NEW YORK — Pfizer Inc. (NYSE: PFE) today announced the submission of a New Drug Application (NDA) to the U.S. Food and Drug Administration (FDA) for approval of PAXLOVID™ (nirmatrelvir [PF-07321332] tablets and ritonavir tablets) for patients who are at high risk for progression to severe illness from COVID-19. PAXLOVID is currently authorized for emergency use for the treatment of mild-to-moderate COVID-19 in adults and pediatric patients (12 years of age and older weighing at least 40 kg [88 lbs]) with positive results of direct SARS-CoV-2 viral testing, and who are at high risk for progression to severe COVID-19, including hospitalization or death. The submission provides the longer-term follow-up data necessary for acceptance and potential approval.
According to the U.S. Centers for Disease Control and Prevention (CDC), 50-60% of the U.S. population is estimated to have one or more risk factors for progressing to severe COVID-19 illness.1 These risk factors include any of the following: being aged 65 and older, obesity, diabetes, hypertension, smoking, physical inactivity, chronic kidney or liver disease, and immunocompromised conditions such as cancer, among others.2
“As the COVID-19 pandemic continues to evolve and be highly unpredictable, we must remain vigilant in protecting those who are at greatest risk of getting very sick from COVID-19, as they remain vulnerable to potential hospitalization or even death,” said Albert Bourla, Chairman and Chief Executive Officer, Pfizer. “Data from our clinical development program, coupled with the more than 1.7 million patients around the world who have been prescribed our oral treatment to date, reinforce PAXLOVID as an important treatment option for mild-to-moderate COVID-19 in patients at greater risk of progression to severe symptoms, regardless of vaccination status. We look forward to working with the FDA toward full regulatory approval for PAXLOVID.”
The NDA submission is supported by non-clinical and clinical data for PAXLOVID. It includes results from the Phase 2/3 EPIC-HR study (Evaluation of Protease Inhibition for COVID-19 in High-Risk Patients), which found that, compared to placebo, treatment with PAXLOVID reduced the risk of hospitalization or death from any cause by 88% in non-hospitalized, high-risk adult patients treated within five days of symptom onset; results from the final Clinical Study Report showed an 86% reduction in relative risk. The submission is also comprised of the most recent analyses from the Phase 2/3 EPIC-SR study (Evaluation of Protease Inhibition for COVID-19 in Standard-Risk Patients), which included data from both vaccinated patients with, and unvaccinated patients without, risk factors for severe COVID-19. While the novel primary endpoint of self-reported, sustained alleviation of all symptoms for four consecutive days was not met, the data were supportive of the efficacy and safety data observed in EPIC-HR for use in patients at increased risk of progression to severe COVID-19 illness. The NDA submission also includes:
An integrated analysis of data across the EPIC-HR and EPIC-SR studies, which showed an 84% reduction (p<0.0001) in hospitalizations or death, compared to placebo and regardless of vaccination status, in patients with at least one risk factor for progression to severe COVID-19 illness who were treated with PAXLOVID (12/1,400 [0.857%] PAXLOVID-treated patients versus 73/1,406 [5.192%] placebo recipients) within five days of symptom onset.
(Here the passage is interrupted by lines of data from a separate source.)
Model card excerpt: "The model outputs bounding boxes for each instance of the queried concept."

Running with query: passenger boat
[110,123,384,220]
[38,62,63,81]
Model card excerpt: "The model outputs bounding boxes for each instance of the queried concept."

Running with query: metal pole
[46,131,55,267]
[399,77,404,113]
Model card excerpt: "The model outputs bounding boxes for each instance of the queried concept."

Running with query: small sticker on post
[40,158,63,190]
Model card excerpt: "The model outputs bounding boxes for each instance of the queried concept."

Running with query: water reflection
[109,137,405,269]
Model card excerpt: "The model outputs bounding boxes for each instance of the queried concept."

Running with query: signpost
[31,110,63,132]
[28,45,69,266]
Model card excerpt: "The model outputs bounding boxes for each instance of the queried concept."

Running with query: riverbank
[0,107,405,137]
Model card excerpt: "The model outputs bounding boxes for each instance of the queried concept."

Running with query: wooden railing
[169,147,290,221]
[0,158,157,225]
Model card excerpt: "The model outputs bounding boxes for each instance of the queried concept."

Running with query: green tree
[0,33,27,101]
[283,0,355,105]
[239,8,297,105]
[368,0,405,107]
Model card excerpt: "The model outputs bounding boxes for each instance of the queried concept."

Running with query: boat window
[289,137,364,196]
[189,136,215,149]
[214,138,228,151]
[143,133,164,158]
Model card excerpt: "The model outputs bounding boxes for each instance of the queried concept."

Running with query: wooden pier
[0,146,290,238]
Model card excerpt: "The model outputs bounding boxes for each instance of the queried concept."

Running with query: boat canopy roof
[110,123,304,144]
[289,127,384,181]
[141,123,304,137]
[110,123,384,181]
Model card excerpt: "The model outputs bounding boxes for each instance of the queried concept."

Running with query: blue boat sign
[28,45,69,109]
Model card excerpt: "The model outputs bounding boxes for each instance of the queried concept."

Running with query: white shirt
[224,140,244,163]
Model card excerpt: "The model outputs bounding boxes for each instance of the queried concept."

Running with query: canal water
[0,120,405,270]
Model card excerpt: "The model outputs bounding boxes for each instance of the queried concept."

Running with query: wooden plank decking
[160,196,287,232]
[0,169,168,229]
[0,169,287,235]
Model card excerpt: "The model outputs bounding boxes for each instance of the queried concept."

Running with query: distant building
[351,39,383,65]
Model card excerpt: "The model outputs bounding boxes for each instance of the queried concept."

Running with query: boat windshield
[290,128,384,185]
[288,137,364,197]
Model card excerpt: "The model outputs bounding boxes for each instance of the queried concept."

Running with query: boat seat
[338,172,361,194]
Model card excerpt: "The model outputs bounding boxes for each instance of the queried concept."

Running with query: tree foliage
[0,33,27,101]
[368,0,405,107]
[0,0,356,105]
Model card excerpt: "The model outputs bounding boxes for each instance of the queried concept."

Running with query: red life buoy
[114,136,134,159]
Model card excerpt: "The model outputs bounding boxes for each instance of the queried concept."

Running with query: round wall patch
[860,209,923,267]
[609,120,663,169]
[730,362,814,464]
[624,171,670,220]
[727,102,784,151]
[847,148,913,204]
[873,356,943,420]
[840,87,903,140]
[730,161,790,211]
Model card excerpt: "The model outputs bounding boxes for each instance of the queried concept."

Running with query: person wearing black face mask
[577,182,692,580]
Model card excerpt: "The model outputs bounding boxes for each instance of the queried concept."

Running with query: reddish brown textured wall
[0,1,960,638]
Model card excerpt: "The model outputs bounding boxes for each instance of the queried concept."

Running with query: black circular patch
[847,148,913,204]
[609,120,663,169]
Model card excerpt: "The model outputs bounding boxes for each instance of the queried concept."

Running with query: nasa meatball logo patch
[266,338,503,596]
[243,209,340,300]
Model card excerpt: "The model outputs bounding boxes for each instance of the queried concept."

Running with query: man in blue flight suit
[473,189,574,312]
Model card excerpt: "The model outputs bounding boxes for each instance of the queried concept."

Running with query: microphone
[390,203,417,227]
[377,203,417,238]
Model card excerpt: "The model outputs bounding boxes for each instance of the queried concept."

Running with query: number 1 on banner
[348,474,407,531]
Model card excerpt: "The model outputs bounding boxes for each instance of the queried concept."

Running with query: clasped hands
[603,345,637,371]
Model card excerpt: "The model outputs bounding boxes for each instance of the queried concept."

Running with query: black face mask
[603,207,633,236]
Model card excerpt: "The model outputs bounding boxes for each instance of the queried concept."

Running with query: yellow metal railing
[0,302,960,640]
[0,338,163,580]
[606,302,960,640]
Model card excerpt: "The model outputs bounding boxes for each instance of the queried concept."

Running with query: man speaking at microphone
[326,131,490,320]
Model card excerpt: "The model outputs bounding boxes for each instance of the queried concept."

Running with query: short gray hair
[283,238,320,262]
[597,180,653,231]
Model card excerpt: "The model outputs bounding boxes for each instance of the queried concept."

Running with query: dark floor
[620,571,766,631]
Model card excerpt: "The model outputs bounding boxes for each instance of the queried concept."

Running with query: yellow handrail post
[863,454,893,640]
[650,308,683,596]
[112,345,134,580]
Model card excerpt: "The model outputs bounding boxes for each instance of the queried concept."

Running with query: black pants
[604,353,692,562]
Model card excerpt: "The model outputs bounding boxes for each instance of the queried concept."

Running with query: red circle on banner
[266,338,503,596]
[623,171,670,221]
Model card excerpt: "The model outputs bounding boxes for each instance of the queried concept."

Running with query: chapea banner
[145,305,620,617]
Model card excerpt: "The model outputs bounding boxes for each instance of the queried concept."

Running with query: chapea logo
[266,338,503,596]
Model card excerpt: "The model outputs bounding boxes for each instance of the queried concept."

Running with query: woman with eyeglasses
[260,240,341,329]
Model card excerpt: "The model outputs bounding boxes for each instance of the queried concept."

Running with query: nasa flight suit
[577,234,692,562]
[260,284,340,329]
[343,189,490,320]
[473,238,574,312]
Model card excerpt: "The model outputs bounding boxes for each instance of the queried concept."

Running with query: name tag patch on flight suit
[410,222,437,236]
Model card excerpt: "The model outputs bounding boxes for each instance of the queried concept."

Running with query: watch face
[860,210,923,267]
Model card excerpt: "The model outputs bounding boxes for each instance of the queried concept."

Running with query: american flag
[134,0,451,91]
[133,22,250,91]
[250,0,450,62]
In EPIC-HR, there was an 86% relative risk reduction in hospitalizations or death through Day 28 in PAXLOVID-treated patients [9/1,039] with no deaths, compared to placebo [66/1,046] which included twelve deaths.
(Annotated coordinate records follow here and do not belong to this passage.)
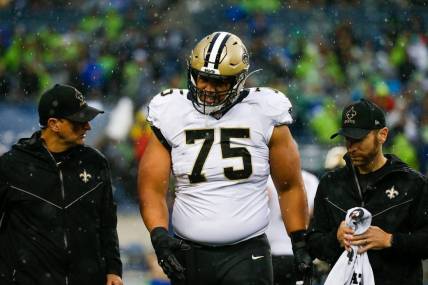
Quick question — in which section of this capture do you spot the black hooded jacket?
[0,132,122,285]
[308,155,428,285]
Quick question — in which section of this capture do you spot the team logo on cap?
[74,88,86,107]
[79,169,92,183]
[343,106,357,124]
[385,185,400,199]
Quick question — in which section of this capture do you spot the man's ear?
[377,127,388,144]
[47,118,60,132]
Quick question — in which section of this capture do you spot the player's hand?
[150,227,191,280]
[106,274,123,285]
[290,230,312,285]
[336,221,354,251]
[351,226,392,253]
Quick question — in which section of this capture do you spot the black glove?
[150,227,191,280]
[290,230,312,285]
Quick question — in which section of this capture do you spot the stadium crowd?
[0,0,428,282]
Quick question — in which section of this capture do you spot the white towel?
[324,207,375,285]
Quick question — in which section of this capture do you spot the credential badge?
[385,185,400,199]
[79,169,92,183]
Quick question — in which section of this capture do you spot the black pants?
[272,255,296,285]
[171,235,273,285]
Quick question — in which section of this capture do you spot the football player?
[138,32,312,285]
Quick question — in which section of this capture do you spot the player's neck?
[358,151,387,174]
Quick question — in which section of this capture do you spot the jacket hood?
[12,130,83,160]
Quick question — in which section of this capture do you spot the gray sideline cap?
[38,84,104,126]
[330,99,385,139]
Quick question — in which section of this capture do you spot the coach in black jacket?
[0,85,122,285]
[308,100,428,285]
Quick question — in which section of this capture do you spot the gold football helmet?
[187,32,250,115]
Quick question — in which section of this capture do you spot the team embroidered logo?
[79,169,92,183]
[343,106,357,124]
[385,185,400,199]
[74,88,86,107]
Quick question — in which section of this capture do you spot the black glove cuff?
[290,230,306,247]
[150,227,168,245]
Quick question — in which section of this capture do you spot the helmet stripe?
[214,34,230,69]
[205,32,230,69]
[204,33,220,67]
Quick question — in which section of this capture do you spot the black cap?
[330,99,385,139]
[39,84,104,126]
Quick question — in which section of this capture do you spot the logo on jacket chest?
[385,185,400,199]
[79,169,92,183]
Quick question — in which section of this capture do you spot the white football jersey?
[148,88,292,245]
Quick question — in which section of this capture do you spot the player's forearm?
[140,187,169,232]
[279,187,309,233]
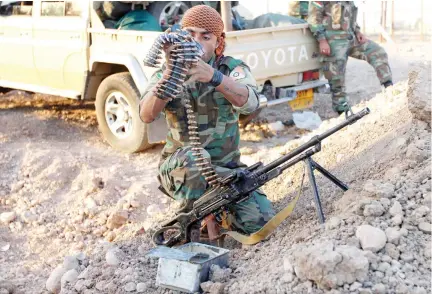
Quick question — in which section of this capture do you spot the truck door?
[0,1,37,88]
[33,0,88,97]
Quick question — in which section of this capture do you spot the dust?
[0,45,432,293]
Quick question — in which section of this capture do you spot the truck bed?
[89,24,320,87]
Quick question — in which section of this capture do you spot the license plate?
[288,89,314,110]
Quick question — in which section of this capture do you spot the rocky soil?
[0,42,432,294]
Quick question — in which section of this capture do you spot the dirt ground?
[0,43,432,293]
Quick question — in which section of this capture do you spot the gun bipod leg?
[305,157,325,224]
[310,158,348,191]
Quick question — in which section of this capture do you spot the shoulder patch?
[230,66,246,80]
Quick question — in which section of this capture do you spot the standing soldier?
[308,1,393,114]
[288,1,309,20]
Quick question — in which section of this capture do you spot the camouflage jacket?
[289,1,309,19]
[142,57,258,168]
[308,1,360,41]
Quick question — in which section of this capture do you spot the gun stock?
[153,108,370,246]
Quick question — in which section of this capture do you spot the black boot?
[382,80,393,88]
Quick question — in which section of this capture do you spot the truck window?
[0,1,33,16]
[41,1,81,16]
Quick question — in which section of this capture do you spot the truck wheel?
[95,72,151,153]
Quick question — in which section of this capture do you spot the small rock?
[95,281,106,291]
[146,204,161,216]
[60,269,78,288]
[346,237,360,248]
[210,264,232,283]
[85,198,97,209]
[385,228,401,245]
[131,200,141,208]
[380,198,391,209]
[356,225,387,252]
[418,222,432,235]
[359,288,372,294]
[137,283,148,293]
[372,283,387,294]
[400,252,414,262]
[414,205,430,218]
[283,256,294,273]
[363,180,394,198]
[350,282,362,291]
[75,252,87,261]
[21,210,38,224]
[389,201,403,216]
[399,228,408,237]
[63,256,79,270]
[325,216,341,230]
[413,287,427,294]
[378,262,391,273]
[105,231,116,242]
[107,211,129,230]
[124,282,136,292]
[396,284,409,294]
[391,214,403,226]
[0,211,16,224]
[200,281,225,294]
[105,248,122,266]
[45,265,67,294]
[363,201,384,216]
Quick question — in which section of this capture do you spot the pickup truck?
[0,0,327,153]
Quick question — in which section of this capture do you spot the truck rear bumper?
[259,80,330,108]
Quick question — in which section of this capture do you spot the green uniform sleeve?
[307,1,326,41]
[353,7,360,33]
[230,65,259,114]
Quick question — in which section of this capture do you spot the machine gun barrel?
[256,107,370,175]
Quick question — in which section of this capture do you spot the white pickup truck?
[0,0,327,153]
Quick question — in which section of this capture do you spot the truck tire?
[95,72,151,153]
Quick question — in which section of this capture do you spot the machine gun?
[153,108,370,247]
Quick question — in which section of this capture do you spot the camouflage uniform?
[143,57,274,233]
[308,1,392,112]
[288,1,309,20]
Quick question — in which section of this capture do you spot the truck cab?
[0,0,326,153]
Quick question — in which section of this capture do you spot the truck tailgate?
[225,24,321,87]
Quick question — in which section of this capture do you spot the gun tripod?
[304,156,348,224]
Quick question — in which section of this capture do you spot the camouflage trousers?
[323,36,392,111]
[159,147,275,234]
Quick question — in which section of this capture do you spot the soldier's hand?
[319,39,331,56]
[356,32,367,44]
[187,59,214,83]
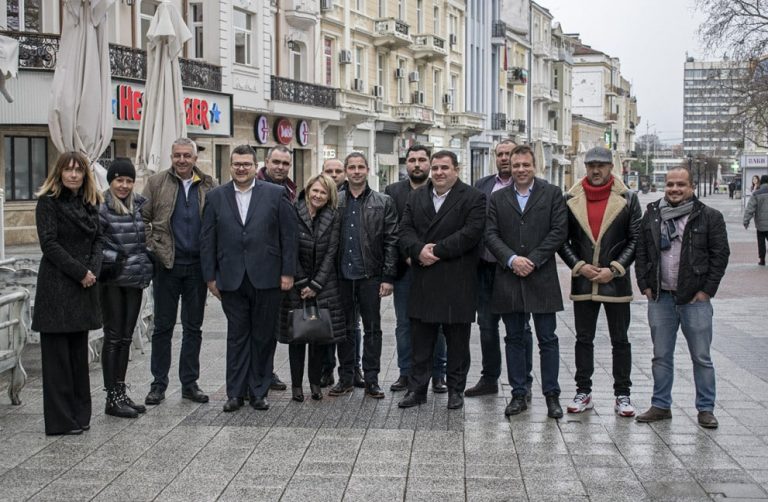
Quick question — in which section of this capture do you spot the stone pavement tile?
[352,458,408,478]
[523,473,587,501]
[344,476,406,502]
[465,463,523,479]
[296,460,354,476]
[283,476,348,502]
[466,478,527,502]
[701,482,768,499]
[217,485,283,502]
[643,481,707,500]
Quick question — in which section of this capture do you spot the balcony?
[507,66,528,85]
[446,112,485,136]
[373,17,412,49]
[491,21,507,45]
[271,75,339,109]
[412,35,448,61]
[0,31,221,92]
[284,0,320,30]
[507,119,525,134]
[491,113,507,131]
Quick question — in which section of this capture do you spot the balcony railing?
[0,31,221,92]
[271,75,339,108]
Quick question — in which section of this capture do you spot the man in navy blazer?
[200,145,298,411]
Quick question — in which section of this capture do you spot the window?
[5,136,48,200]
[323,38,333,87]
[234,9,253,65]
[139,0,158,49]
[187,2,203,59]
[6,0,43,33]
[416,0,424,33]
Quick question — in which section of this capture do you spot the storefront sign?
[112,82,232,136]
[253,115,269,145]
[275,119,294,145]
[296,120,309,146]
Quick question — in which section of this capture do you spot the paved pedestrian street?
[0,194,768,502]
In EPIC-SR, there was a 57% relative risk reduction in hospitalizations or death through Day 28 in PAXLOVID-treated patients [3/361] with no deaths, compared to placebo [7/360] which included one death.
Available safety data for PAXLOVID, which have been generally consistent in more than 3,500 PAXLOVID-treated participants across the EPIC clinical development program, including EPIC-HR, EPIC-SR, and EPIC-PEP3 studies, as well as in reported post-authorization safety experience.
Data from the EPIC-HR, EPIC-SR and EPIC-PEP studies which showed a consistent reduction in viral load with PAXLOVID, including across both the Delta and Omicron variants.
Data which show that the frequency of return of detectable nasal viral RNA following PAXLOVID treatment was low and generally similar among PAXLOVID and placebo recipients.
PAXLOVID is currently approved or authorized for conditional or emergency use in more than 65 countries across the globe to treat COVID-19 patients who are at increased risk for progressing to severe illness. As of the end of May 2022, Pfizer had shipped more than 12 million treatment courses of PAXLOVID to nearly 40 countries around the world.